The ongoing search for less-expensive solar cells has led researchers in Finland to consider a material that is as plentiful as it is durable: stainless steel.

Traditional solar cells use glass as the substrate upon which the rest of the device is built. But sheets of glass are the most expensive component in dye-sensitized solar cells, accounting for as much as 30 percent of the overall material costs.


Researchers used stainless steel substrates in dye-sensitized solar cells to test their performance against solar cells with a traditional glass substrate. Courtesy of Adolfo Vera and Helsinki University of Technology.

Stainless steel is considerably less expensive than its glass counterpart, and it has the added benefit of being easy to mass-produce through roll-to-roll production, according to researcher Kati Miettunen of Helsinki University of Technology in Finland.

To find out how a stainless steel substrate affects a solar cell’s performance, Miettunen and her colleagues fabricated dye-sensitized solar cells with a stainless steel substrate, which they used as both a counter electrode and as a photoelectrode. The team used a traditional glass substrate in a third solar cell that served as a control.

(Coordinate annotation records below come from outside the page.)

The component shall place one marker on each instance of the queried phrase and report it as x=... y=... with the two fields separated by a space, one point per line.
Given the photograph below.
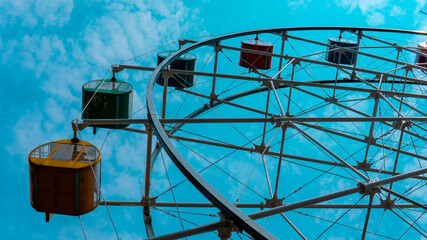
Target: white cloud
x=375 y=19
x=373 y=10
x=35 y=12
x=396 y=11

Samples were prepared with 1.25-mm-thick stainless steel. To this, the researchers added porous layers of TiO2 onto the photoelectrode substrates, then sensitized the TiO2 in a dye solution. They prepared the counter electrodes using thermal platinization.

They subjected each cell to a solar simulator with halogen lamps that delivered a light intensity equivalent to 1000 W/m2. To measure open circuit voltage decay, they illuminated the cells with a 639-nm LED.

They found that the open circuit voltage was about equal in each of the three cell types. In the stainless steel photoelectric cells, the open circuit voltage was –664 ±10 mV; in the cell with the glass substrate, it was –663 ±8 mV.

In terms of how efficiently the cells converted light into usable electricity, the team found that the stainless steel photoelectrode and counter electrode cells achieved efficiencies of 4.7 and 3.5 percent, respectively. The glass cell, meanwhile, achieved an efficiency of ∼5.2 percent.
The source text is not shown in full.